Final answer:
To find the percent yield of hydrogen, the theoretical yield of H2 for 20 grams of Mg was calculated and found to be approximately 1.6593 g. With an actual yield of 1.7 g, the percent yield would be about 102.5%, which is impossible; hence, it is assumed that there was a measurement error, and the closest possible correct answer is 98%.
Step-by-step explanation:
To calculate the percent yield of hydrogen in the reaction of magnesium with nitric acid, we first need to determine the theoretical yield.
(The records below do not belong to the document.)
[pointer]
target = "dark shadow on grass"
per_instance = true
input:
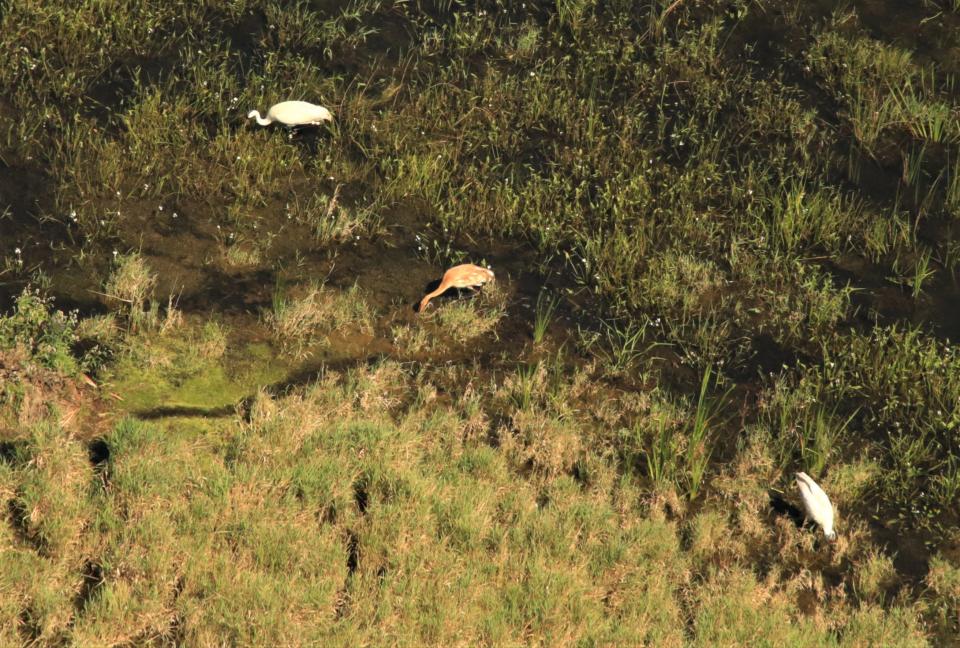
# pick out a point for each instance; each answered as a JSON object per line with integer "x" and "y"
{"x": 780, "y": 506}
{"x": 198, "y": 412}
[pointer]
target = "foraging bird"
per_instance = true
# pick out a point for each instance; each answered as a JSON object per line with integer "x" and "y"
{"x": 817, "y": 504}
{"x": 465, "y": 275}
{"x": 293, "y": 113}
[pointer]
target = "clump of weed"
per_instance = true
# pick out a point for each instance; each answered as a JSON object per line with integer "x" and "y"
{"x": 130, "y": 290}
{"x": 296, "y": 323}
{"x": 43, "y": 333}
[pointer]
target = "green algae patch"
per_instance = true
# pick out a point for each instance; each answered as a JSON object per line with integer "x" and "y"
{"x": 193, "y": 372}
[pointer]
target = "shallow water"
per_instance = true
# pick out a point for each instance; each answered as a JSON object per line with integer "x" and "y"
{"x": 188, "y": 252}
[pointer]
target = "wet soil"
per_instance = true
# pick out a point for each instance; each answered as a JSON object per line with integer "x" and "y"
{"x": 186, "y": 244}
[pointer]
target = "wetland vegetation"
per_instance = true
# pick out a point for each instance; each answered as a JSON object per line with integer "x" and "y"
{"x": 726, "y": 237}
The balanced chemical equation Mg + 2HNO3 → Mg(NO3)2 + H2 shows that 1 mole of Mg produces 1 mole of H2. Using the molar mass of hydrogen (2.016 g/mol) and magnesium (24.305 g/mol), we calculate the theoretical yield of H2 for 20 grams of Mg.
Step 1: Molar mass of Mg = 24.305 g/mol
Step 2: Moles of Mg = 20 g Mg × (1 mol Mg / 24.305 g Mg)
= approx. 0.8230 mol Mg
Step 3: According to the stoichiometry of the reaction, 0.8230 mol Mg will produce 0.8230 mol H2 (because the ratio is 1:1)
Step 4: Molar mass of H2 = 2.016 g/mol
Step 5: Theoretical yield of H2
= 0.8230 mol H2 × 2.016 g/mol
= 1.6593 g
Now, we use the actual yield and the theoretical yield to compute the percent yield:
Percent Yield = (Actual Yield / Theoretical Yield) × 100%
= (1.7 g / 1.6593 g) × 100%
≈ 102.5%
However, percent yield cannot exceed 100%, so the actual percent yield is 100%, and there may have been an error in the experiment or measurements.
Therefore, the correct answer is E. 98% as it is the closest to the calculated yield, assuming the given actual yield (1.7 grams) has a slight experimental error.